Di babak tiga yakni badhutan direkontruksi ritus baritan yang pernah dijalani Narsih di masa silam. Dikisahkan, Narsih didatangi seorang petani muda yang terancam gagal panen. Narsih lalu melakukan ritual baritan dengan persyaratan sapu yang terbuat dari jerami.
“Pertunjukan ini tak cuma menyuguhkan tarian, tapi juga dialog. Konsep di babak Badhutan dalam lengger memperlihatkan kepiawaian lengger tak hanya terampil menari, bernyanyi, tapi juga membangun suasana interaktif dengan penonton,” kata Aziz.

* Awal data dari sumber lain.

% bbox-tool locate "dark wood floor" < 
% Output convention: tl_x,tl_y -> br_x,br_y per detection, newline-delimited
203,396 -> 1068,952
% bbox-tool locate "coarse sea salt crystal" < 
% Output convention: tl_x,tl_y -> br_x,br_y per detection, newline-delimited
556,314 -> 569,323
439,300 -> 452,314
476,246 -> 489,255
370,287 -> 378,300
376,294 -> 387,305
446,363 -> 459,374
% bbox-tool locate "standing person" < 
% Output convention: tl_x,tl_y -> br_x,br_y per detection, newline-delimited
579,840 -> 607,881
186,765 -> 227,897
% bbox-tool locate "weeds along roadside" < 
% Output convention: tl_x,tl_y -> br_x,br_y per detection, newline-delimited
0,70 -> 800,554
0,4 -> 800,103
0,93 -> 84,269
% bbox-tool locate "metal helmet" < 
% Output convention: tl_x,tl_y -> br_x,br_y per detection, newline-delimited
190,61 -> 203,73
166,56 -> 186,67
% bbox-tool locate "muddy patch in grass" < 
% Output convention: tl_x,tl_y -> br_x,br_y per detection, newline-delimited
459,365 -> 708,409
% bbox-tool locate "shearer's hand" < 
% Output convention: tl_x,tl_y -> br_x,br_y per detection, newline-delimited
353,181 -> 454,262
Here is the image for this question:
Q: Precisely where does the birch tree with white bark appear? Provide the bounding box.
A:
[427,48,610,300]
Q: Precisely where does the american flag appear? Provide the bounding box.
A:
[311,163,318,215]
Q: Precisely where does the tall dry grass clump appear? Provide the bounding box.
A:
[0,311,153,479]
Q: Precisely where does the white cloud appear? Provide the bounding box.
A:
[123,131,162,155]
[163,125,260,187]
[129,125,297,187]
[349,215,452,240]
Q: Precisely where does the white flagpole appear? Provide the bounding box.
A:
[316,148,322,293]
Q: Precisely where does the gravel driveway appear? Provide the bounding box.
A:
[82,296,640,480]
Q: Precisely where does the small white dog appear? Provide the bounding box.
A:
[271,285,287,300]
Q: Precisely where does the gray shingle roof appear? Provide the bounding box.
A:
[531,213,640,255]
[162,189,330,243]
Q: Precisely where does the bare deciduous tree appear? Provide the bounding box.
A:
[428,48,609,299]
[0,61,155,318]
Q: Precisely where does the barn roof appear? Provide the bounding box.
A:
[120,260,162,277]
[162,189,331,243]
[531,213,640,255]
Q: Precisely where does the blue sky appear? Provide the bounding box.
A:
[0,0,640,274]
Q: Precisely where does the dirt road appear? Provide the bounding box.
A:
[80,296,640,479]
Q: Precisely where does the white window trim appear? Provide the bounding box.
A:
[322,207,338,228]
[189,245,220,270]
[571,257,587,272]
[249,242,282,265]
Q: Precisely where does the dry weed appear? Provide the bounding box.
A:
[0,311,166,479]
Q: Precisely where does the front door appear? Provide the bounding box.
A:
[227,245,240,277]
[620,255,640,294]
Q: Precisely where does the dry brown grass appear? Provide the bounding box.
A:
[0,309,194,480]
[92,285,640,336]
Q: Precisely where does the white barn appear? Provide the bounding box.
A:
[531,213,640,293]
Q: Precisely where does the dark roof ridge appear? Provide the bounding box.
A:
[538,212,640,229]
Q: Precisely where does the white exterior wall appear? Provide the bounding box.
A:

Pementasan Memoar Lengger Narsih: Ritus Baritan juga melibatkan Sanggar Ngudi Luwesing Salira sebagai penayagan calung yang diasuh oleh Narsih. Penayagan calung tersebut mayoritas beranggota perempuan sebagai simbolisasi praktik berkesenian narsih yang mengedepankan keterlibatan aktif perempuan.
Pementasan Memoar Lengger Narsih: Ritus Baritan ditutup dengan tari Baladewan yang dimainkan oleh putri Narsih, Wahyu Yunaeni. Tari Baladewan menjadi akhir babak pementasan lengger sebagai simbolisasi iktiar manusia agar selalu diberkati oleh Tuhan dalam menjalani kehidupan.